Bruxelles, i burocrati italiani non vogliono D’Alema ministro

Roma«Niente accordo, ancora troppi nomi e troppe divisioni», comunica la presidenza svedese dopo un altro giro di telefonate in tutta Europa dedicate alla scelta del presidente Ue e di Mister Pesc. Proprio Stoccolma comunque, fa sapere che il suo commissario sarà Cecilia Malstrom, ministro degli Affari europei, il che dovrebbe mitigare la protesta delle europarlamentari - anche ieri all’attacco per una effettiva parità negli incarichi - e cancellare l’ombra di Bildt come Mister Pesc.

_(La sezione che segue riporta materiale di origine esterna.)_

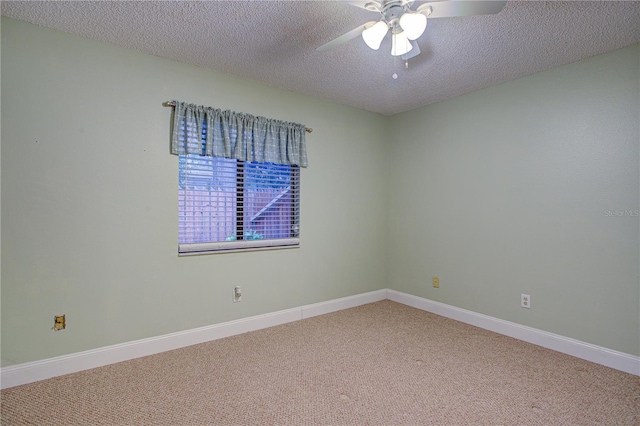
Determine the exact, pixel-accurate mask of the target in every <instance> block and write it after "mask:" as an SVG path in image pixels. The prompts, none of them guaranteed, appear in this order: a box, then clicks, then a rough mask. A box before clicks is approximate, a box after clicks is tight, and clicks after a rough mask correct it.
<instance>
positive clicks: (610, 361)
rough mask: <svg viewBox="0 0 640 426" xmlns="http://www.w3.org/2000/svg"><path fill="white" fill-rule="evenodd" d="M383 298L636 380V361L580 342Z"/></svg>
mask: <svg viewBox="0 0 640 426" xmlns="http://www.w3.org/2000/svg"><path fill="white" fill-rule="evenodd" d="M387 298H388V299H389V300H392V301H394V302H398V303H402V304H403V305H408V306H412V307H414V308H418V309H421V310H423V311H427V312H431V313H434V314H437V315H440V316H443V317H447V318H451V319H454V320H457V321H460V322H464V323H466V324H470V325H474V326H476V327H480V328H483V329H485V330H490V331H493V332H495V333H499V334H503V335H505V336H509V337H513V338H515V339H518V340H523V341H525V342H529V343H533V344H535V345H538V346H542V347H543V348H547V349H552V350H554V351H558V352H562V353H564V354H567V355H572V356H575V357H577V358H582V359H584V360H587V361H591V362H594V363H596V364H600V365H604V366H607V367H611V368H614V369H616V370H620V371H624V372H625V373H631V374H635V375H636V376H640V357H637V356H634V355H629V354H625V353H623V352H618V351H614V350H611V349H607V348H603V347H601V346H596V345H592V344H590V343H585V342H581V341H579V340H575V339H571V338H569V337H564V336H560V335H557V334H553V333H548V332H546V331H542V330H538V329H535V328H531V327H527V326H524V325H520V324H516V323H513V322H509V321H505V320H501V319H498V318H494V317H490V316H487V315H482V314H479V313H476V312H473V311H467V310H466V309H461V308H456V307H455V306H451V305H447V304H444V303H440V302H435V301H433V300H429V299H425V298H422V297H418V296H413V295H411V294H407V293H401V292H399V291H395V290H387Z"/></svg>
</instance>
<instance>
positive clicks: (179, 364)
mask: <svg viewBox="0 0 640 426" xmlns="http://www.w3.org/2000/svg"><path fill="white" fill-rule="evenodd" d="M2 424H3V425H23V424H33V425H48V424H55V425H156V424H159V425H205V424H222V425H226V424H238V425H240V424H246V425H259V424H266V425H271V424H295V425H304V424H309V425H310V424H327V425H346V424H349V425H368V424H386V425H403V424H406V425H422V424H440V425H449V424H468V425H516V424H519V425H596V424H601V425H640V378H639V377H637V376H633V375H630V374H626V373H622V372H619V371H616V370H613V369H610V368H607V367H603V366H600V365H596V364H592V363H589V362H587V361H583V360H580V359H577V358H573V357H570V356H567V355H563V354H560V353H557V352H553V351H550V350H547V349H543V348H540V347H537V346H534V345H531V344H528V343H524V342H521V341H518V340H515V339H511V338H509V337H505V336H501V335H498V334H494V333H491V332H488V331H485V330H482V329H479V328H476V327H472V326H469V325H465V324H462V323H459V322H456V321H453V320H449V319H446V318H443V317H439V316H436V315H433V314H429V313H426V312H423V311H420V310H417V309H414V308H410V307H407V306H403V305H400V304H397V303H394V302H391V301H382V302H377V303H372V304H369V305H364V306H361V307H357V308H353V309H348V310H345V311H340V312H335V313H332V314H328V315H323V316H319V317H314V318H310V319H306V320H303V321H298V322H295V323H290V324H285V325H281V326H277V327H272V328H269V329H265V330H260V331H256V332H251V333H246V334H243V335H239V336H234V337H230V338H226V339H222V340H217V341H214V342H210V343H205V344H201V345H196V346H191V347H188V348H184V349H179V350H175V351H171V352H165V353H162V354H158V355H154V356H149V357H145V358H139V359H135V360H132V361H127V362H123V363H119V364H114V365H110V366H106V367H101V368H96V369H93V370H89V371H84V372H80V373H75V374H70V375H67V376H63V377H58V378H54V379H50V380H46V381H42V382H38V383H32V384H28V385H24V386H19V387H15V388H11V389H7V390H4V391H2Z"/></svg>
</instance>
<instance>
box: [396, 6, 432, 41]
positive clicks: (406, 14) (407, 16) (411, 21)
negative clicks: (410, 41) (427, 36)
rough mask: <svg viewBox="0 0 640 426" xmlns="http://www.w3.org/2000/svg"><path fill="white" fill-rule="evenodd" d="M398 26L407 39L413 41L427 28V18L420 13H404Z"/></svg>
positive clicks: (409, 12)
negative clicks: (406, 37) (398, 25)
mask: <svg viewBox="0 0 640 426" xmlns="http://www.w3.org/2000/svg"><path fill="white" fill-rule="evenodd" d="M399 24H400V27H401V28H402V30H403V32H404V33H405V35H406V36H407V38H408V39H409V40H415V39H417V38H418V37H420V36H421V35H422V34H423V33H424V30H425V29H426V28H427V17H426V16H425V15H423V14H422V13H416V12H406V13H404V14H403V15H402V16H401V17H400V21H399Z"/></svg>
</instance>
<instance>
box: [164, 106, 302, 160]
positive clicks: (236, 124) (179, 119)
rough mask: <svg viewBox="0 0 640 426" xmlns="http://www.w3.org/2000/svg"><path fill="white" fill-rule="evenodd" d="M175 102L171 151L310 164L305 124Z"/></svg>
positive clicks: (173, 119)
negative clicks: (307, 156)
mask: <svg viewBox="0 0 640 426" xmlns="http://www.w3.org/2000/svg"><path fill="white" fill-rule="evenodd" d="M174 102H175V109H174V119H173V134H172V138H171V153H172V154H176V155H181V154H198V155H205V156H209V157H224V158H235V159H238V160H243V161H251V162H260V163H275V164H290V165H297V166H301V167H307V147H306V139H305V133H306V132H305V130H306V127H305V126H304V125H303V124H296V123H289V122H286V121H279V120H275V119H271V118H265V117H260V116H253V115H250V114H245V113H239V112H234V111H229V110H226V111H222V110H220V109H215V108H211V107H205V106H199V105H194V104H187V103H185V102H179V101H174Z"/></svg>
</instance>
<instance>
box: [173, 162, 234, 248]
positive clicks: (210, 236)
mask: <svg viewBox="0 0 640 426" xmlns="http://www.w3.org/2000/svg"><path fill="white" fill-rule="evenodd" d="M179 162H180V164H179V190H178V241H179V243H181V244H182V243H204V242H215V241H225V240H227V239H228V238H231V237H234V236H235V233H236V207H237V182H236V176H237V162H236V160H229V159H226V158H212V157H202V156H199V155H181V156H179Z"/></svg>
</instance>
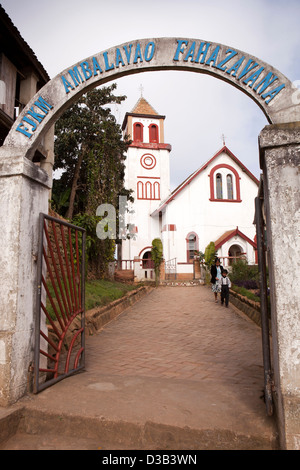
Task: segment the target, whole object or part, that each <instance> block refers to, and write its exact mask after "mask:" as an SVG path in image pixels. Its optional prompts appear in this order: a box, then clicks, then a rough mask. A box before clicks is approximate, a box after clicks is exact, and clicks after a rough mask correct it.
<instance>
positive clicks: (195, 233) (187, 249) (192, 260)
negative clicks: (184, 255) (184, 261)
mask: <svg viewBox="0 0 300 470" xmlns="http://www.w3.org/2000/svg"><path fill="white" fill-rule="evenodd" d="M186 250H187V262H188V263H191V262H192V261H193V260H194V258H195V251H197V250H198V236H197V234H196V233H194V232H191V233H189V234H188V236H187V237H186Z"/></svg>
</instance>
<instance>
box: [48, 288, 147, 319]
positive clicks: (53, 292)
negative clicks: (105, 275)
mask: <svg viewBox="0 0 300 470" xmlns="http://www.w3.org/2000/svg"><path fill="white" fill-rule="evenodd" d="M138 287H140V285H132V284H123V283H122V282H116V281H107V280H104V279H99V280H96V281H87V282H86V283H85V310H86V311H87V310H91V309H92V308H94V307H103V306H104V305H107V304H109V303H110V302H112V301H114V300H117V299H120V298H121V297H123V296H124V295H126V294H127V292H130V291H132V290H134V289H137V288H138ZM48 289H49V291H50V294H51V297H52V298H53V299H54V303H55V305H56V307H57V311H58V312H60V309H59V306H58V302H57V300H56V297H55V292H54V289H53V287H52V285H51V283H50V282H49V283H48ZM57 290H58V292H59V289H58V287H57ZM61 304H62V305H63V302H62V300H61ZM47 311H48V313H49V315H50V317H51V318H52V320H56V316H55V313H54V310H53V308H52V306H51V303H50V300H49V299H47ZM47 323H48V321H47Z"/></svg>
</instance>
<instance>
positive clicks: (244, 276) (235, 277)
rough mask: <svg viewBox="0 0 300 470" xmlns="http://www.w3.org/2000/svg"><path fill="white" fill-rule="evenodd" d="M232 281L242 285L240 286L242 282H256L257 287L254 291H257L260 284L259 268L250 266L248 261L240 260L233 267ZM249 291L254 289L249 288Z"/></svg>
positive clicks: (238, 260) (231, 279)
mask: <svg viewBox="0 0 300 470" xmlns="http://www.w3.org/2000/svg"><path fill="white" fill-rule="evenodd" d="M230 279H231V281H232V282H233V283H234V284H236V285H240V284H238V282H242V281H243V282H245V281H255V282H256V285H255V287H253V289H257V288H258V283H259V271H258V266H256V265H249V264H247V262H246V261H244V260H241V259H239V260H237V261H236V263H234V264H233V266H232V273H231V275H230ZM253 285H254V282H253ZM244 287H246V286H244ZM248 289H252V287H248Z"/></svg>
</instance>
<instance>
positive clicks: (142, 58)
mask: <svg viewBox="0 0 300 470" xmlns="http://www.w3.org/2000/svg"><path fill="white" fill-rule="evenodd" d="M138 59H140V62H143V56H142V51H141V45H140V43H139V42H138V43H137V45H136V49H135V55H134V61H133V63H134V64H137V61H138Z"/></svg>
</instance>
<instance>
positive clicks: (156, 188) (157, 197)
mask: <svg viewBox="0 0 300 470" xmlns="http://www.w3.org/2000/svg"><path fill="white" fill-rule="evenodd" d="M153 193H154V194H153V196H154V197H153V199H160V184H159V183H158V182H157V181H156V182H155V183H154V185H153Z"/></svg>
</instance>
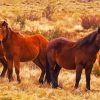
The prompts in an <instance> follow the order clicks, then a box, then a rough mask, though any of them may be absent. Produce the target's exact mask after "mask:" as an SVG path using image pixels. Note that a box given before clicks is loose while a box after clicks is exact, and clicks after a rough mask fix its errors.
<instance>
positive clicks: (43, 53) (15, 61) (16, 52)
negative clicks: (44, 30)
mask: <svg viewBox="0 0 100 100" xmlns="http://www.w3.org/2000/svg"><path fill="white" fill-rule="evenodd" d="M0 41H1V42H2V45H3V48H4V50H5V56H6V58H7V61H8V79H9V81H11V80H12V72H13V63H14V66H15V72H16V75H17V81H18V82H20V81H21V79H20V76H19V68H20V62H25V61H30V60H32V61H33V62H34V63H35V64H36V65H38V66H39V67H40V69H41V70H42V73H41V76H40V78H39V82H41V83H43V78H44V75H45V66H46V47H47V44H48V40H47V39H45V38H44V37H43V36H42V35H39V34H37V35H34V36H29V35H22V34H19V33H17V32H13V31H12V30H11V29H10V28H9V27H8V24H7V23H6V22H5V21H3V22H1V23H0Z"/></svg>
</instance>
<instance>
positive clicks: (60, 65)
mask: <svg viewBox="0 0 100 100" xmlns="http://www.w3.org/2000/svg"><path fill="white" fill-rule="evenodd" d="M57 63H58V65H60V66H61V67H63V68H65V69H69V70H73V69H75V68H76V66H75V60H74V57H63V58H62V57H59V58H58V60H57Z"/></svg>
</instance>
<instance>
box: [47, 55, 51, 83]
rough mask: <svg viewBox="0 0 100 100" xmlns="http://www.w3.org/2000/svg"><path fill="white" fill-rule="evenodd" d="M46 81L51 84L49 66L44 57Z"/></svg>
mask: <svg viewBox="0 0 100 100" xmlns="http://www.w3.org/2000/svg"><path fill="white" fill-rule="evenodd" d="M46 79H47V82H48V83H50V82H51V77H50V66H49V62H48V57H47V55H46Z"/></svg>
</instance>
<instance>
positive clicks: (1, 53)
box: [0, 45, 8, 77]
mask: <svg viewBox="0 0 100 100" xmlns="http://www.w3.org/2000/svg"><path fill="white" fill-rule="evenodd" d="M0 62H1V63H2V65H3V70H2V72H1V75H0V76H1V77H4V76H5V73H6V71H7V67H8V63H7V61H6V59H5V57H4V51H3V48H2V46H1V45H0Z"/></svg>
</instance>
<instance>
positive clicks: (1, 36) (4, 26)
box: [0, 21, 8, 41]
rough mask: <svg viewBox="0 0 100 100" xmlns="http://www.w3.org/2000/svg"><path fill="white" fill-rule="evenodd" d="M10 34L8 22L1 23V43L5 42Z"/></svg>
mask: <svg viewBox="0 0 100 100" xmlns="http://www.w3.org/2000/svg"><path fill="white" fill-rule="evenodd" d="M7 34H8V23H7V22H6V21H2V22H0V41H3V40H4V39H5V38H6V37H7Z"/></svg>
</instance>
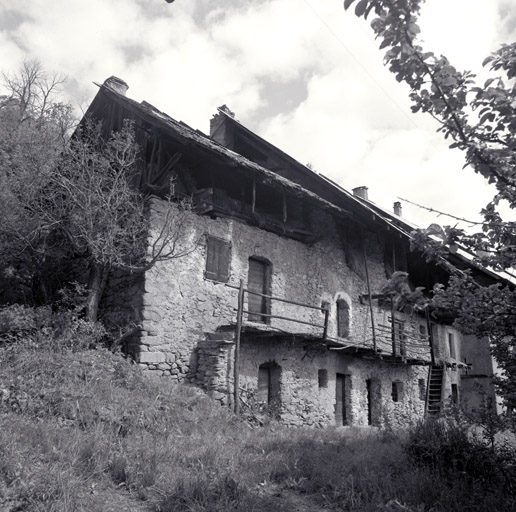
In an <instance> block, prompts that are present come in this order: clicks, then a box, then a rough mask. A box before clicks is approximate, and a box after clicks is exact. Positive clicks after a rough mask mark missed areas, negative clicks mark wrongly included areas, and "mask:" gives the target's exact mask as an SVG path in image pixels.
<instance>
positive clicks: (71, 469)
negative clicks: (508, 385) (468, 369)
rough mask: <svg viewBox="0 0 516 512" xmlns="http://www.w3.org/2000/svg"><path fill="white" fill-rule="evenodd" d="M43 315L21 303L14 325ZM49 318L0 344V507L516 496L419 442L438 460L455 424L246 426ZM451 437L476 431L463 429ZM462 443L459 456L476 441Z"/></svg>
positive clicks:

Solo che per Massimo D’Alema più passano i giorni e più si alzano ostacoli imprevisti. Di ieri due autentiche mazzate e un borbottio sullo sfondo che non lasciano presagire nulla di buono. Cominciamo dall’ultimo elemento: da qualche giorno, nella capitale comunitaria, circolano volantini ed e-mail di funzionari italiani che fanno capo al Pdl che mostrano di non gradire affatto l’idea del Líder maximo alla guida della politica estera europea e numero due della commissione. Fanno sapere che a Bruxelles c’è una stragrande maggioranza di italiani che lavorano all’Ue che non nascondono il loro essere di sinistra, e che fino a ieri complottavano un giorno sì e l’altro pure contro Berlusconi e il suo governo. Possibile che ora gli si debba offrire su un piatto d’argento un catalizzatore che potrebbe stoppare la loro crescente diaspora materializzando tra l’altro l’ennesima frustrazione a quei pochi che sostengono invece la maggioranza?
Non è una lite di ballatoio. Ma un segnale che va colto, anche se comunque i rischi per l’incarico D’Alema li corre su altri, ben più significativi versanti. Di ieri, un robusto attacco del Financial Times all’ipotesi di una sua nomina. Scrive in un editoriale Tony Barber,che intanto c’è il suo passato comunista: vero che l’uomo ha abbandonato da tempo falce e martello ma resta il fatto che sia stato il premier «più a sinistra che l’Italia abbia mai avuto fino ad oggi». Ancora, ci sono le sua carenze linguistiche: «Folle per l’Unione europea avere un capo della politica estera che non parli un inglese fluente». E a questi capi d’accusa ce n’è da aggiungere un altro: «D’Alema - annota Barber - non è stupidamente antiamericano, ma è un austero intellettuale di sinistra che gronda disdegno culturale per gli Stati Uniti». E a tutto ciò l’editorialista fa seguire il sospetto che Berlusconi lo stia candidando fidando nella già sperimentata capacità dell’esponente del Pd di «autodistruggersi». Come starebbero a testimoniare non solo la sua presidenza della Bicamerale, ma anche il suo esser «ferrato negli intrighi politici italiani» che lo portò «a cospirare per far cadere il suo collega di schieramento Romano Prodi nel 1998» in modo da prenderne il posto.
Un giudizio che è stato interpretato a mo’ di epitaffio nella capitale belga; anche perché qualche ora dopo - discutendo delle nomine in ballo nel summit di domani sera - dopo che il gran capo dei popolari, il francese Daul, aveva fatto sapere (in relazione a D’Alema) di non «voler fare la caccia alle streghe», il suo vice, l’ungherese Jozsef Szajer se n’è uscito senza peli sulla lingua, chiarendo come sarebbe «un pessimo segnale nei paesi dell’ex Europa dell’Est vedere in una posizione così elevata della Ue un ex comunista, sebbene proveniente da un paese democratico».


Ancora problemi per la candidatura D’Alema potrebbero giungere da Madrid, anche se lo spagnolo Solana ha esortato ad eleggere al suo posto proprio l’ex segretario del Pds, in questo seguito dai liberali dell’europarlamento. «Ma il gioco - hanno tenuto a ricordare in tanti - non è nelle mani dei partiti, quanto dei governi». Sulle cui decisioni la nebbia è ancora fitta.